Forgo’s hand wash powder is made with six naturally derived ingredients and available in three scents: neutral, citrus and wood. The fragrances are made from waste such as scraps from a Canadian lumberyard, and citrus peels and pulp from an organic farm in the Caribbean.
Libermann is confident that Forgo has tackled waste in packaging, for the most part. “We still want to improve the pump and the energy sources for factories, etc.,” he says. “But the fundamentals are figured out, and we know what to do there.”
Ingredients are trickier. Forgo has an internal wish list of improvements it’s aiming to accomplish for ingredient sustainability. Libermann details, “Our checklist [has] all of our ingredients coming from replenishable crops that can be grown in moderate climates throughout Europe and North America, and then those ingredients are made without any petrol chemicals in the process and, if possible, those ingredients are made with a lack of deforestation, and that they’re also made with good water usage.” Although Forgo hasn’t checked off every item on its list, he says, “We’re light-years ahead of others in terms of completing that checklist, and we did it with a very small research and development budget of a few thousand dollars.”
“One refill of our product is 85% less emissions than a new bottle of soap from the store.”
Following a manufacturing setback due to COVID-19, Forgo’s products went live via the brand’s online store in November 2020. Once customers receive its hand wash, they empty a powder sachet into a reusable glass bottle and pour a cup of hot tap water into the bottle. They swirl the mixture in the glass vessel for about 30 seconds and wait for a minute or two until the powder is dissolved. The result is a lathering liquid hand soap. Prices range from $30 for the refillable glass bottle to $100 for an order that contains two bottles and two starter kits of the three scents.

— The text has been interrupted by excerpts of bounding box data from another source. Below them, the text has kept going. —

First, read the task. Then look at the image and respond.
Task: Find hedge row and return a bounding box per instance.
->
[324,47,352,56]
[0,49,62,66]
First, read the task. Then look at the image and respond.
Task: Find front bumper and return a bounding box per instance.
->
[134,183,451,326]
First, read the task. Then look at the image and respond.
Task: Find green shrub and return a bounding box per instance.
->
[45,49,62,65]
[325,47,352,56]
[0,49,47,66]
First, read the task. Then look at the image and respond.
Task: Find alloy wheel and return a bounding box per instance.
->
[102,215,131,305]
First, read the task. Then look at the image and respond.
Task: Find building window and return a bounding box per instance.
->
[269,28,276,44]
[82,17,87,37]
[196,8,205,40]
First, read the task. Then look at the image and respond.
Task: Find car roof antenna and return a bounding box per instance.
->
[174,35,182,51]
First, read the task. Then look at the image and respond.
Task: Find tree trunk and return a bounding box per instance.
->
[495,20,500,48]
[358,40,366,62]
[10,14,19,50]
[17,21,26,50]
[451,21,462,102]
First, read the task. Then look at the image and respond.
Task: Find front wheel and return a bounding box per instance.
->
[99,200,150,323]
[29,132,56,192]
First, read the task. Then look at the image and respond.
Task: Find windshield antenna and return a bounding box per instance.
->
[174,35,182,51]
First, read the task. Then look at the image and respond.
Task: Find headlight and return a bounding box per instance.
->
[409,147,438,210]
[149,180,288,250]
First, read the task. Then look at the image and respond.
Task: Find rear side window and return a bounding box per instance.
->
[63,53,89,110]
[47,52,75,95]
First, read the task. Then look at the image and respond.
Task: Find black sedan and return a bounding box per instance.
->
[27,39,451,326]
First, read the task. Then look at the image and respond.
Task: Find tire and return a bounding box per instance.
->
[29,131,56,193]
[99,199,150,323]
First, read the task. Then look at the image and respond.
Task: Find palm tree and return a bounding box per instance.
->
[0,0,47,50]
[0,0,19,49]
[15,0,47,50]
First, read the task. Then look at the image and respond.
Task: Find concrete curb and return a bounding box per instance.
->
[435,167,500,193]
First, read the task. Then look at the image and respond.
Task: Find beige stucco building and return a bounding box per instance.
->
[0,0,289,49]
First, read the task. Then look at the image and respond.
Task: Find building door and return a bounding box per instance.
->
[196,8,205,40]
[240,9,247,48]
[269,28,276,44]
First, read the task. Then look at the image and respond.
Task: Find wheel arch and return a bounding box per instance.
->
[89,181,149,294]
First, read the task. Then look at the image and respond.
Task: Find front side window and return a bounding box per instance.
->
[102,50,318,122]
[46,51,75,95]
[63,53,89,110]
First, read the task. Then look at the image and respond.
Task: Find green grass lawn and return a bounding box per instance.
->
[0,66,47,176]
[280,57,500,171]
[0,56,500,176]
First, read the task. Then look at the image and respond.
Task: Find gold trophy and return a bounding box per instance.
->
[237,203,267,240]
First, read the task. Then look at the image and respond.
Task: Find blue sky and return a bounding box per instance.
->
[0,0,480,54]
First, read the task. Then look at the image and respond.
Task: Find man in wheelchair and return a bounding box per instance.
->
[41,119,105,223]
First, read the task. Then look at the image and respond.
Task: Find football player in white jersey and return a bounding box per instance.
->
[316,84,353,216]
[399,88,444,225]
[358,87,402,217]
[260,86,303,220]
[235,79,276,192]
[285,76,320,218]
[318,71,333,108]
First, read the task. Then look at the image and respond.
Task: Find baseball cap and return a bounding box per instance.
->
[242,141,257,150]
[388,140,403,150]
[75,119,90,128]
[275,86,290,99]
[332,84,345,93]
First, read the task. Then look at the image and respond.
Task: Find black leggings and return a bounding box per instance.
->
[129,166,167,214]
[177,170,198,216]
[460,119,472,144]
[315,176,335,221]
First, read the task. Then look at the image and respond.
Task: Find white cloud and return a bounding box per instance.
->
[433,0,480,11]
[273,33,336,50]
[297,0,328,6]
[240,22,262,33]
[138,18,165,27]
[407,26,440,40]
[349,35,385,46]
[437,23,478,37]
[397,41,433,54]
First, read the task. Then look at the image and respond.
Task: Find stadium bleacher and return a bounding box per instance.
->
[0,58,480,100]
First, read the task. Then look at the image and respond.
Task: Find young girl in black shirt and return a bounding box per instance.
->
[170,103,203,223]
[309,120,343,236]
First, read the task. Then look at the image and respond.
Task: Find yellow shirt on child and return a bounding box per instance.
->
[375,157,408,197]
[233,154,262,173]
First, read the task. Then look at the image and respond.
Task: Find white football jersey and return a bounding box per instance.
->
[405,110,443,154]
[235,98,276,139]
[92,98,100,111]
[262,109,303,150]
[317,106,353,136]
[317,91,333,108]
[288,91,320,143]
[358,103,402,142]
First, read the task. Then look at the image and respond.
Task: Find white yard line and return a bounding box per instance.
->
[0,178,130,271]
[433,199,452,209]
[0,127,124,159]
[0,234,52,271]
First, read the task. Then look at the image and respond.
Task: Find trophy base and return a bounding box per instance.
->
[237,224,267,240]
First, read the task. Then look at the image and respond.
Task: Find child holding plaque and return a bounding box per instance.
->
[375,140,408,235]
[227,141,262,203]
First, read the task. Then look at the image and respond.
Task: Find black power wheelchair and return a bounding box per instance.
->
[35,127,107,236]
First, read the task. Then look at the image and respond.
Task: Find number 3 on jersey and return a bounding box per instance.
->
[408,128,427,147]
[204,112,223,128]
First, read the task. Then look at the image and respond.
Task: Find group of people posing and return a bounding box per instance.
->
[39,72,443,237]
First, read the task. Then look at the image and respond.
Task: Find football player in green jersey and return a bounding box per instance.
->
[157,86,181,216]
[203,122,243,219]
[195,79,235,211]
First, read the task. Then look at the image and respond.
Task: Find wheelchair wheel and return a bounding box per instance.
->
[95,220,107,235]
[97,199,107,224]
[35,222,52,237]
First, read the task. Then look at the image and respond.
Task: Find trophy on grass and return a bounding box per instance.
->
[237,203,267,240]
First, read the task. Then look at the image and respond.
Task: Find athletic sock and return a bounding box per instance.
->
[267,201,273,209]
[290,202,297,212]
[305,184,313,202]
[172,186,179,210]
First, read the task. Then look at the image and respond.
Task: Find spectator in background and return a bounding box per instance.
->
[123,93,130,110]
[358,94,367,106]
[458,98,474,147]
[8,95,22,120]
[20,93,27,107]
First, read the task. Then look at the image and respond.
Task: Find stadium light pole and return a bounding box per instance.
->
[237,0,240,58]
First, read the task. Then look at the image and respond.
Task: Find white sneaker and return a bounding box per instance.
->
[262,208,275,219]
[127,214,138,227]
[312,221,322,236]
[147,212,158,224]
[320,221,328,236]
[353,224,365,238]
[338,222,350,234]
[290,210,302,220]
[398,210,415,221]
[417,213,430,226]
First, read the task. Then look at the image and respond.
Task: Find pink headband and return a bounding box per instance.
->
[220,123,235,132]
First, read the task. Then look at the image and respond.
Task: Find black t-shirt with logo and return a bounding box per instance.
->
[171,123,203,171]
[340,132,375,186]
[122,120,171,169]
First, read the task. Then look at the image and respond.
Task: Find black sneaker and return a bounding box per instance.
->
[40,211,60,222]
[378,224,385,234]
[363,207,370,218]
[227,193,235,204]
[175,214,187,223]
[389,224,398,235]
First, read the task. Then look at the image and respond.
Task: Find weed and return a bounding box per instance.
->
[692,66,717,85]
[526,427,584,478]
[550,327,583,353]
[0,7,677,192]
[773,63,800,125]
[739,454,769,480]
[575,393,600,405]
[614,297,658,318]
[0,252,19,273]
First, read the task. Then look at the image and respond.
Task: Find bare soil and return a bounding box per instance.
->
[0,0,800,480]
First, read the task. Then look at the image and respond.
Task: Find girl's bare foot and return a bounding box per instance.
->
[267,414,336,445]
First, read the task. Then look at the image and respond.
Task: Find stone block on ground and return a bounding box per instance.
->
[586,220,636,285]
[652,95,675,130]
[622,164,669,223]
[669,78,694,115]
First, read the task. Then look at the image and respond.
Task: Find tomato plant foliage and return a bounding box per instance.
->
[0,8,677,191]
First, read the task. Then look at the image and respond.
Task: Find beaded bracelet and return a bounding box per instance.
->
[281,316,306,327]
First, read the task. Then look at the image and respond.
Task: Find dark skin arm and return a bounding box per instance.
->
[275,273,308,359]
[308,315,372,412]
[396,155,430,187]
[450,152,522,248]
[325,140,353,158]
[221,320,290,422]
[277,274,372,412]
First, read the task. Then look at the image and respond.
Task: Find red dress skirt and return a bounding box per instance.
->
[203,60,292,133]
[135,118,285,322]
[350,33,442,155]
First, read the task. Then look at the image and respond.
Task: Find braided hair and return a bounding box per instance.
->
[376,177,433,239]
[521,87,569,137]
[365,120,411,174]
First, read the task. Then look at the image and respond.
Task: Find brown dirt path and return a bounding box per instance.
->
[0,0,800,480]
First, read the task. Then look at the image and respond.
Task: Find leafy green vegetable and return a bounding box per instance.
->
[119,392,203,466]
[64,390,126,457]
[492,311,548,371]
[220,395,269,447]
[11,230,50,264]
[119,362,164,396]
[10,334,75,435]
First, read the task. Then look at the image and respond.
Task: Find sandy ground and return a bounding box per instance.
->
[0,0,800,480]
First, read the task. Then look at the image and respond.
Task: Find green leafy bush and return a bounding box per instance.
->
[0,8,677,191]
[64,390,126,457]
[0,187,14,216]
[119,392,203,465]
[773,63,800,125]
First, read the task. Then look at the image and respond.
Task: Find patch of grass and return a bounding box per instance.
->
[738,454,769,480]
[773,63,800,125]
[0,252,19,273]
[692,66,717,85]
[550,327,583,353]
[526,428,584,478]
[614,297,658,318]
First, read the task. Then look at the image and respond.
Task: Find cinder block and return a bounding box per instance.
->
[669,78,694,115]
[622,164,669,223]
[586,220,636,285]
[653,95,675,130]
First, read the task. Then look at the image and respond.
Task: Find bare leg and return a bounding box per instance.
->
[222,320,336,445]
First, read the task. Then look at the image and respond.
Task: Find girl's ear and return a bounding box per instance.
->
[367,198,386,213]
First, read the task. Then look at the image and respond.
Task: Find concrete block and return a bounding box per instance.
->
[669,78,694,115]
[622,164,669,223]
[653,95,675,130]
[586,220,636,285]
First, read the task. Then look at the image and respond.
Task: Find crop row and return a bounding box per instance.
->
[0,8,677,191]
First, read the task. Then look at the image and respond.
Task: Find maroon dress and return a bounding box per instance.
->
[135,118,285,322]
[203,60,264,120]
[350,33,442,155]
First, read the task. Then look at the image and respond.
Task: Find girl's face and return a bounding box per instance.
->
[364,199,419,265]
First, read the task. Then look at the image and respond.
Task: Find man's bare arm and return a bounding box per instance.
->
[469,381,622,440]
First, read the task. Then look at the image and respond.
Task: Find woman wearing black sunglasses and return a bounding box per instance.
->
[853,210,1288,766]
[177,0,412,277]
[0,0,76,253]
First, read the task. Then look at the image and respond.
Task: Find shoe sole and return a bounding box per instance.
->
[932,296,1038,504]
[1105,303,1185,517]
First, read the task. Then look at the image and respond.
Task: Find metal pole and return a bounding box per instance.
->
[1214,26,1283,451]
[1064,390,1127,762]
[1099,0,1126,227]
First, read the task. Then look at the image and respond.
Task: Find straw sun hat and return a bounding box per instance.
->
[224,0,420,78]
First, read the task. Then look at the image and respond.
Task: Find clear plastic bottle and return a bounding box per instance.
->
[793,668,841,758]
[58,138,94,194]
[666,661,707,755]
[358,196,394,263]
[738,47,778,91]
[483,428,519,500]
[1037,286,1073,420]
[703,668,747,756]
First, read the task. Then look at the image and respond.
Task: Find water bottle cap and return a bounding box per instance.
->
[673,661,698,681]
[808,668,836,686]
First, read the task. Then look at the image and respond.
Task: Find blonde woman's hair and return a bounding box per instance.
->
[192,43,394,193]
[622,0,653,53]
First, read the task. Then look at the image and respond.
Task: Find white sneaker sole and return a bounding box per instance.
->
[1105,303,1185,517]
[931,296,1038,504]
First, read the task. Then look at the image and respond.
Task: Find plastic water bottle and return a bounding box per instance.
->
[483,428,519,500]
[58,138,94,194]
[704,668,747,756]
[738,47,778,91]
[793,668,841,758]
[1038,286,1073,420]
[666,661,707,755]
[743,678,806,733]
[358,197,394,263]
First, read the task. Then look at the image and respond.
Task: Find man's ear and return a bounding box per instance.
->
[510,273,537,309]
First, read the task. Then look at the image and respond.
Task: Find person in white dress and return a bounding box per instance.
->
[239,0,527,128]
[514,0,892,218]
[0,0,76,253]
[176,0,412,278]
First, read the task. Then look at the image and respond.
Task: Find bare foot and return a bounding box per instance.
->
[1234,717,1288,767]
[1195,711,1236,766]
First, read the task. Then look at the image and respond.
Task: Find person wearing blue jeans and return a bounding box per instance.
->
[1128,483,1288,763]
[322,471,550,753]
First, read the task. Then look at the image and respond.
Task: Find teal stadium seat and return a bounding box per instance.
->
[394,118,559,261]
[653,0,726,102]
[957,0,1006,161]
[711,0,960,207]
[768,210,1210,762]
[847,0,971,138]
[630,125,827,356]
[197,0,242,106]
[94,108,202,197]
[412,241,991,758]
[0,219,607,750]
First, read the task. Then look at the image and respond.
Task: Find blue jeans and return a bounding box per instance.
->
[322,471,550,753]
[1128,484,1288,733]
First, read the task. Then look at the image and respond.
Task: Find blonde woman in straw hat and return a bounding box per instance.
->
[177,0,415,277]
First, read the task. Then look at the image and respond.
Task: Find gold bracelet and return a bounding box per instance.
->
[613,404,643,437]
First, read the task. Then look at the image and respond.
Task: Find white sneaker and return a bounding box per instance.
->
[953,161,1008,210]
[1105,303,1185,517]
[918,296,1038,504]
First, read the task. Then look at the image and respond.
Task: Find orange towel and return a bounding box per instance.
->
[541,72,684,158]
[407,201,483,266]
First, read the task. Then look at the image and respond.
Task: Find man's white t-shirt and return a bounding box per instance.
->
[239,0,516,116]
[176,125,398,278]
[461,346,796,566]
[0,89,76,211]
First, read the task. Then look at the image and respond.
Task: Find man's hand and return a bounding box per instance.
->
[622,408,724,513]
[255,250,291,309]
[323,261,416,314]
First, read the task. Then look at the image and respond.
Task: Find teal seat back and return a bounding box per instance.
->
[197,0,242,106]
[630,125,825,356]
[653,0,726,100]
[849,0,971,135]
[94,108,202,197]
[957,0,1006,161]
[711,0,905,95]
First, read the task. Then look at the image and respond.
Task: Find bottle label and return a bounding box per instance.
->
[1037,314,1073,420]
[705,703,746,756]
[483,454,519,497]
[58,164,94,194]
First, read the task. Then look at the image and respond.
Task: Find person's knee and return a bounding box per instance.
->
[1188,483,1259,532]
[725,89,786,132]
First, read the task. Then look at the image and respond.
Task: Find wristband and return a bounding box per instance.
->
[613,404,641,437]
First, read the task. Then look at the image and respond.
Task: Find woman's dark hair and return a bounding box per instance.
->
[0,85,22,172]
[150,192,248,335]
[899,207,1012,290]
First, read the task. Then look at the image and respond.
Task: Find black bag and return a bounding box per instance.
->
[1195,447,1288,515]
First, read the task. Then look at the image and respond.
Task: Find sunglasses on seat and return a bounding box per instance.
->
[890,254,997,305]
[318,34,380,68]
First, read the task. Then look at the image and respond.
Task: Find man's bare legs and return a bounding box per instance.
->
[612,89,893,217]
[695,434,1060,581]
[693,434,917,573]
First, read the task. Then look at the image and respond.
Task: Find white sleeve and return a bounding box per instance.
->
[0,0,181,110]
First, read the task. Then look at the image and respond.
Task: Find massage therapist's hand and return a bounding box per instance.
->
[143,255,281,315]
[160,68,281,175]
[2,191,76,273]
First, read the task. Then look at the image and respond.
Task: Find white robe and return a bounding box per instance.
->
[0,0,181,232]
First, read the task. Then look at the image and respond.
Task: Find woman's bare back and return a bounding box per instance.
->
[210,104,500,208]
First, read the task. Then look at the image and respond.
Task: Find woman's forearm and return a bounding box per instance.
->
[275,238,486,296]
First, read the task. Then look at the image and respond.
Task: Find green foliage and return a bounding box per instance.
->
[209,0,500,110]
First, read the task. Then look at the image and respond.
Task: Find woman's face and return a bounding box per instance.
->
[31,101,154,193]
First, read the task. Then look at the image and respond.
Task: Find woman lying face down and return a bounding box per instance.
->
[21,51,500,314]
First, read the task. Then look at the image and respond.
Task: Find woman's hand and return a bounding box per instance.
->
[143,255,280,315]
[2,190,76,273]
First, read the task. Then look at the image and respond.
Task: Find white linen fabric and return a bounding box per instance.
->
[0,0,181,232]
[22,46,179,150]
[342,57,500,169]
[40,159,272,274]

Forgo has five products in its pipeline, but Libermann isn’t sharing much about them. He hints, “We are coming after all the bathroom essentials. There’s really no product that you use in your personal care routine that we’re not going to address. It’s just a question of time.”
For now, Forgo is selling directly to consumers in Europe and North America, and is looking to build out subscriptions on its website. The brand will concentrate on direct-to-consumer distribution, but Libermann says he’s in talks with retailers that range from major chains to high-end specialty boutiques. “We’re really appealing to a very large spectrum,” he says. So far, the brand has primarily relied on investment from friends and family, according to Libermann. It raised nearly $63,000 on Kickstarter last year prior to selling and could pursue a larger round of funding later this year.
Libermann declines to specify a first-year sales goal for Forgo, saying only that his goal is to sell “a lot.” He expounds that Forgo has experienced substantial organic traffic to its site. In part, he attributes the traffic the environmental statistics that are clearly laid out on the platform.
“We’re hoping that being informative is going to drive traffic,” says Libermann. “For example, if you wanted to find what the recycling rate of different materials are in Europe, it would take a while to get that information just from Google searches, and what we did is we did the research ourselves. We calculated that data, and we have that info. If you have questions about sustainability in your consumer goods, we probably have the answer. We want to be a destination for that kind of info.”